Conclusion: most professional option, favorite
Obtain a SSL-certificate
You can get a commercial SSL-certificate from quite a lot of places like GoDaddy, namecheap or SSLShopper. For a non-commercial project you can also get your SSL-certificate for free from StartSSL. For this post, I did chose StartSSL as it’s totally for free.
NOTE: only SSL-certificates of up to 2048 Bit are currently supported by CloudFront. You might be able to import a 4096 Bit SSL-certificate, but you can’t later on apply it to a distribution.

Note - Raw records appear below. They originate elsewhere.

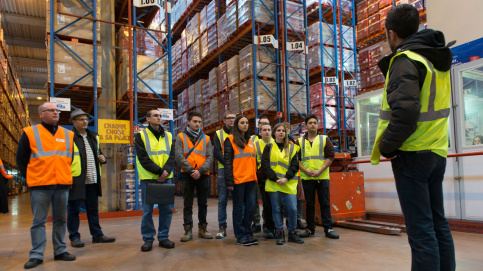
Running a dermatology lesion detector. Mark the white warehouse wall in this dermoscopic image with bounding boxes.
[426,0,483,46]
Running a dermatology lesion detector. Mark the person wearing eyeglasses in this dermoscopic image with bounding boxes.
[67,109,116,248]
[213,112,235,239]
[134,109,175,252]
[17,102,76,269]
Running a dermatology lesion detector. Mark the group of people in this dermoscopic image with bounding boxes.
[135,110,339,251]
[16,103,116,269]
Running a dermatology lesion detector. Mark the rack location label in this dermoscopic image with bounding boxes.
[325,76,339,86]
[287,41,305,51]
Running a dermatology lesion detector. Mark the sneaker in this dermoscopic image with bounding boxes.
[288,231,304,244]
[266,231,275,239]
[92,236,116,243]
[236,239,251,247]
[54,252,75,262]
[248,236,258,246]
[159,239,174,249]
[297,219,306,230]
[262,224,268,233]
[277,230,285,246]
[307,228,315,236]
[141,241,153,252]
[23,258,44,269]
[216,226,226,239]
[297,230,310,238]
[70,239,85,247]
[325,229,339,239]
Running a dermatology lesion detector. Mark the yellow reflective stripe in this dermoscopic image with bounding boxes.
[143,129,171,156]
[301,135,325,161]
[379,54,450,122]
[379,108,451,122]
[233,143,256,159]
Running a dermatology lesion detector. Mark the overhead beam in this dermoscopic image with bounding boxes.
[2,13,46,26]
[17,71,47,80]
[20,83,47,89]
[2,37,46,49]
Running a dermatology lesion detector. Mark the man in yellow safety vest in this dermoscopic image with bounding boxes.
[371,4,456,270]
[135,109,175,252]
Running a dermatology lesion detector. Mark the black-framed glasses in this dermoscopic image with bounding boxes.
[40,109,62,113]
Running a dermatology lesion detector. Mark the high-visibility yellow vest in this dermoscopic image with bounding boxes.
[250,135,260,144]
[216,128,228,169]
[136,129,173,180]
[254,138,275,170]
[265,143,298,195]
[70,135,102,177]
[371,51,451,165]
[299,135,330,180]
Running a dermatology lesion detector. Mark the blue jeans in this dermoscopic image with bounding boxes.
[232,181,257,242]
[29,189,69,260]
[297,200,304,219]
[391,151,456,271]
[217,168,233,228]
[267,192,297,232]
[141,178,173,242]
[67,183,104,241]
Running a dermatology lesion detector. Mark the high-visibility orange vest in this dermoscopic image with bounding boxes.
[228,135,257,184]
[178,133,210,175]
[23,124,74,187]
[0,159,13,179]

- Go to StartSSL and register for an account. You can get there by clicking on ‘Control Panel’ and the ‘Express Lane’
- When asked for security grade, chose ‘2048 High Grade’

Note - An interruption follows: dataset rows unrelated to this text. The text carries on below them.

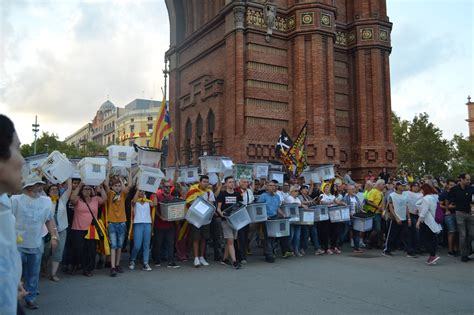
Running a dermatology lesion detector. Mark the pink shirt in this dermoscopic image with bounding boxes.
[72,196,101,231]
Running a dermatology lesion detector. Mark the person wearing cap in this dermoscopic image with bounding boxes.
[62,171,81,273]
[382,182,416,258]
[12,174,59,309]
[0,115,26,314]
[45,179,72,282]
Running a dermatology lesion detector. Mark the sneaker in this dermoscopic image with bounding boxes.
[168,262,180,269]
[430,256,439,265]
[26,301,39,310]
[110,268,117,277]
[314,249,324,256]
[199,256,209,266]
[283,252,293,258]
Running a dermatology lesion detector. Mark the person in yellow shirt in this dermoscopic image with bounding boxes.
[105,171,132,277]
[365,179,385,248]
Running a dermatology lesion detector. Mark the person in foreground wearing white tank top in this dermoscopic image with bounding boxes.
[128,190,156,271]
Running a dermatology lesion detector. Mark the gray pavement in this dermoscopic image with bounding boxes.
[32,248,474,315]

- Click on ‘Certificates Wizard’ and select ‘Web Server SSL/TLS Certificate’
- Save the public key to aws-blog.io.crt
- Save the private key to aws-blog.io.key
- Download the intermediate and root public certificates and combine them into one package. These steps can be done with following command.
$ cd /tmp
$ wget https://www.startssl.com/certs/sub.class1.server.ca.pem
$ wget https://www.startssl.com/certs/ca.pem
$ cat sub.class1.server.ca.pem > startssl-chain.pem
$ cat ca.pem >> startssl-chain.pem
Import SSL-certificate
Now that you have a valid SSL-certifcate and the signing-chain in one package, you can start the actual uploading process.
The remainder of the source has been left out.